L’homme insensible et froid en vain s’attache à peindre
Ces sentiments du cœur que l’esprit ne peut feindre ;
De ses tableaux fardés les frivoles appas
N’iront jamais au cœur dont ils ne viennent pas.
Eh ! comment me tracer une image fidèle
Des traits dont votre main ignore le modèle ?
Mais celui qui, dans soi descendant en secret,
Le contemple vivant, ce modèle parfait,
C’est lui qui nous enflamme au feu qui le dévore ;
Lui qui fait adorer la vertu qu’il adore ;
Lui qui trace, en un vers des Muses agréé,
Un sentiment profond que son cœur a créé.
Aimer, sentir, c’est là cette ivresse vantée
Qu’aux célestes foyers déroba Prométhée.
Calliope jamais daigna-t-elle enflammer
Un cœur inaccessible à la douceur d’aimer ?
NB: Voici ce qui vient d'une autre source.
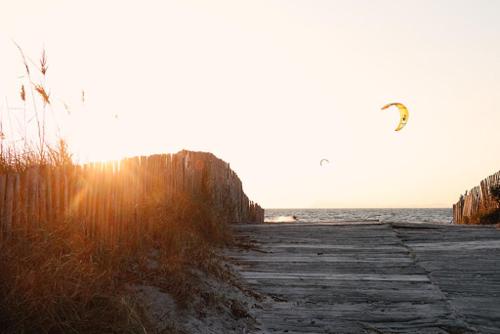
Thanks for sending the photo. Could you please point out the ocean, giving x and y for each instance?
(439, 216)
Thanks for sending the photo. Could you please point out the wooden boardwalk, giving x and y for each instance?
(373, 278)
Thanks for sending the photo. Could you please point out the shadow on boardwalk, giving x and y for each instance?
(373, 278)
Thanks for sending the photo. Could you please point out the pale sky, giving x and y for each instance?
(275, 86)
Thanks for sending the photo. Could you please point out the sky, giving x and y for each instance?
(273, 87)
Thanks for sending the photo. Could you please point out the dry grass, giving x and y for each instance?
(57, 280)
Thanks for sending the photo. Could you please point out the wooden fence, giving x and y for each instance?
(108, 198)
(477, 200)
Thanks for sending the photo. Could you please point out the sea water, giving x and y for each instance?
(441, 216)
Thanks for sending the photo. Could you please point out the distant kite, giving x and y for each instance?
(403, 114)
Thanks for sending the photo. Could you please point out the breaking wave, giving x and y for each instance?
(281, 219)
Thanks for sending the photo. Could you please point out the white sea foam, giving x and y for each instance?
(358, 215)
(281, 219)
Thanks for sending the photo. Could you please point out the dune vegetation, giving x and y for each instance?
(56, 278)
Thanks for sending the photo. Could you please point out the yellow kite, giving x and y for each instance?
(403, 114)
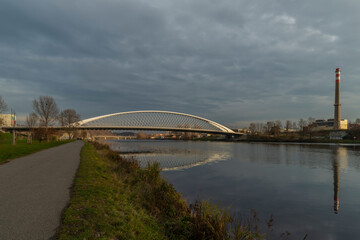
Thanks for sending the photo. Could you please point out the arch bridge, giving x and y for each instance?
(154, 121)
(148, 121)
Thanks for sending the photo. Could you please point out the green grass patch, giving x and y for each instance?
(22, 148)
(113, 198)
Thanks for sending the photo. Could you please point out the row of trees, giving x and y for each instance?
(275, 127)
(3, 108)
(46, 113)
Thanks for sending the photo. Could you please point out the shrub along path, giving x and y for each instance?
(34, 190)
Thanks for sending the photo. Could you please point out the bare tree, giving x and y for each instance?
(3, 108)
(69, 119)
(31, 121)
(46, 110)
(288, 125)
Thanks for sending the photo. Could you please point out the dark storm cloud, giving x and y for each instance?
(231, 61)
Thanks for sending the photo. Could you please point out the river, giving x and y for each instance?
(311, 189)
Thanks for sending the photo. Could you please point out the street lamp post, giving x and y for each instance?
(13, 119)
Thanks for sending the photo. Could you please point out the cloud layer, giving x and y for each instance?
(230, 61)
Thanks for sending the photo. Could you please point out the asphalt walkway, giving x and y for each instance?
(34, 190)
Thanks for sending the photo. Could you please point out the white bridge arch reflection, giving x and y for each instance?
(170, 159)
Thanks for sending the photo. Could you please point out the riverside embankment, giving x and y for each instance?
(113, 198)
(35, 189)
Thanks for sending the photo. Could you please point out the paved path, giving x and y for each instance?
(34, 190)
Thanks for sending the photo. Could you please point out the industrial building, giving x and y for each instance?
(322, 124)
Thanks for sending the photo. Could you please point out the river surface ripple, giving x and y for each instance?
(310, 189)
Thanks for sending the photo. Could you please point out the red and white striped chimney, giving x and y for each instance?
(337, 105)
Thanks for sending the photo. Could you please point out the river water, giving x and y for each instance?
(309, 189)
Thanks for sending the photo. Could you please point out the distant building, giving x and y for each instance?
(242, 130)
(5, 120)
(322, 124)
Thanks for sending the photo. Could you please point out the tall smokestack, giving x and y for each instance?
(337, 112)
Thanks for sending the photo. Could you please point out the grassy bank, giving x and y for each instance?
(9, 151)
(115, 199)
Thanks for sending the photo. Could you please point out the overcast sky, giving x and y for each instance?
(231, 61)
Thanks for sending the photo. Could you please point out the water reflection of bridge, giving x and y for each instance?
(176, 161)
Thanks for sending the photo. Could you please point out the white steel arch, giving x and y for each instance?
(156, 119)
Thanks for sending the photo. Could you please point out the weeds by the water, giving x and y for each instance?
(113, 198)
Non : l’amour, l’amitié, la sublime harmonie,
Tous ces dons précieux n’ont qu’un même génie ;
Même souffle anima le poète charmant,
L’ami religieux et le parfait amant ;
Ce sont toutes vertus d’une âme grande et fière.
Bavius et Zoïle, et Gacon et Linière,

  1. Le marquis de Braisais avait composé un poème de l’Année, qui est resté manuscrit.